Kat stared down at her beer, looking uncomfortable. “I guess. But, when Ethan broke up with me, he said something that really bothered me. He told me that I didn’t seem like I knew who I was. That I just went to work and went through the motions, then came home to mindlessly watch television. And I realized that it was true. I used to be this fun-loving person who was always up for an adventure. But somewhere along the way I lost my spark and started just getting by. I decided that maybe if I took some time and went away for a few months—somewhere far away and adventurous—that I could get my spark back. During college, I always wanted to visit Alaska, but it never worked out for me to go. I decided now was as a good a time as any to come here. Then, I discovered that the midnight sun stuff was going on while I was on leave, and I knew I had to come to Glacier Point so I could see it. Sorry for being cliché,” Kat said, giving Tyler an apologetic glance.
Tyler grinned at her. “It’s okay. It is a pretty cool thing to experience.”

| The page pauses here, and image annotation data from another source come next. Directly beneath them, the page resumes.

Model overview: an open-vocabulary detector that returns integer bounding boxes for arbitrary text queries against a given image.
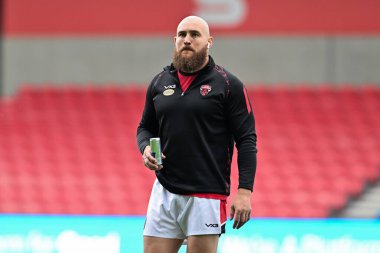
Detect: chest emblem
[162,89,174,96]
[200,84,211,96]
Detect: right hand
[142,145,165,170]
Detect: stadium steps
[339,181,380,218]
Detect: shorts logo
[200,84,211,96]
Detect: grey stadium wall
[2,0,380,95]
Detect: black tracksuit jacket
[137,56,257,196]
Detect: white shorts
[143,179,227,239]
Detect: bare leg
[187,235,219,253]
[144,236,183,253]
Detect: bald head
[177,16,210,36]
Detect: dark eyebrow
[178,30,201,34]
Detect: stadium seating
[0,84,380,217]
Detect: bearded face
[173,43,208,73]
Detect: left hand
[230,188,251,229]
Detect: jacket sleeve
[226,75,257,191]
[136,75,159,154]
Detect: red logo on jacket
[200,84,211,96]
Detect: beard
[173,46,208,73]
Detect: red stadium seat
[0,84,380,217]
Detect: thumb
[230,205,235,220]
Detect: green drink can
[150,138,162,165]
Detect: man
[137,16,257,253]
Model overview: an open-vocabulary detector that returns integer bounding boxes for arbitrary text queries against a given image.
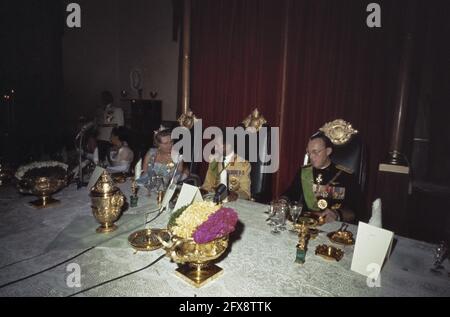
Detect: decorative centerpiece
[159,202,238,287]
[15,161,68,209]
[90,171,125,233]
[0,161,14,186]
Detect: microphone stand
[77,130,88,189]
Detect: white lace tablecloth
[0,184,450,297]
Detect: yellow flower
[172,201,222,239]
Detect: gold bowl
[158,234,228,288]
[19,176,67,209]
[316,244,344,262]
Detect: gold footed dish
[175,263,223,288]
[95,223,118,233]
[28,196,61,209]
[158,231,228,288]
[327,231,355,246]
[128,229,168,251]
[316,244,344,262]
[20,177,67,209]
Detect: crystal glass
[289,201,303,232]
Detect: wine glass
[289,201,303,232]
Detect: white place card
[173,184,203,211]
[351,222,394,280]
[87,166,105,190]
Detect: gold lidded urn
[89,171,125,233]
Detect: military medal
[317,199,328,210]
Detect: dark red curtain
[191,0,428,217]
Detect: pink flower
[193,208,238,244]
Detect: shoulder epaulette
[336,165,353,174]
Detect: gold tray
[128,229,168,251]
[303,211,325,226]
[316,244,344,262]
[327,231,355,245]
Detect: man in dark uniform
[282,133,356,222]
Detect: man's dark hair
[309,131,333,149]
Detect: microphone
[75,121,95,139]
[214,184,228,204]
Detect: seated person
[201,132,251,200]
[138,128,189,186]
[106,127,134,173]
[83,132,99,164]
[282,132,356,222]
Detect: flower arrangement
[168,202,238,244]
[14,161,68,181]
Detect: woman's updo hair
[111,127,129,142]
[153,129,172,147]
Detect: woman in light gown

“Well, anyways, that’s how I ended up here. I got a bunch of money as an inheritance from my dad when he died, so I could afford to take some time off. I rented a cabin for four months, and decided to come ‘find myself,’ or whatever the expression is that the cool kids are using these days. I’m not sure if I want to stay at my job in Nebraska, but at least I have the option to go back after four months. This vacation will give me some time to think. I’m hoping I can get some clarity and decide where to go from here. And I want to get in kick ass shape, which is where you come in,” Kat said, grinning at Tyler.
“I can certainly help with that.”
“I feel like if I can just get my life in order and get myself back in shape, that I can win Ethan back. He’ll see that the person I became when my dad died was just a bump in the road. I’m better than that.” Kat smiled brightly. She put up a brave face, but the pain in her eyes had been obvious all through dinner.
“Kat, I’m a big believer in doing things to better yourself. I think it’s amazing that you came here by yourself to take a break and take some time to reset. But do it for yourself. Don’t do it for some asshole who wasn’t there for you when you needed him most. That’s not love. If he couldn’t handle the fact that you were sad because your dad died, then he doesn’t deserve you.”
Kat tilted her head sideways to look at Tyler. “I’m not surprised to hear you say that. All of my friends back home told me the same thing, in so many words. But what Ethan and I had was good. I’m determined to find myself again, and to win him back in the process.” Kat took a final swig from her beer mug, and pushed away her half eaten nachos. Then she stood and pulled some cash out of her wallet, throwing it down on the bar top next to her plate.
“I should get going. I’m still adjusting to the time zone here, so I’m pretty tired. And I have a big day, tomorrow. Big workout coming up!”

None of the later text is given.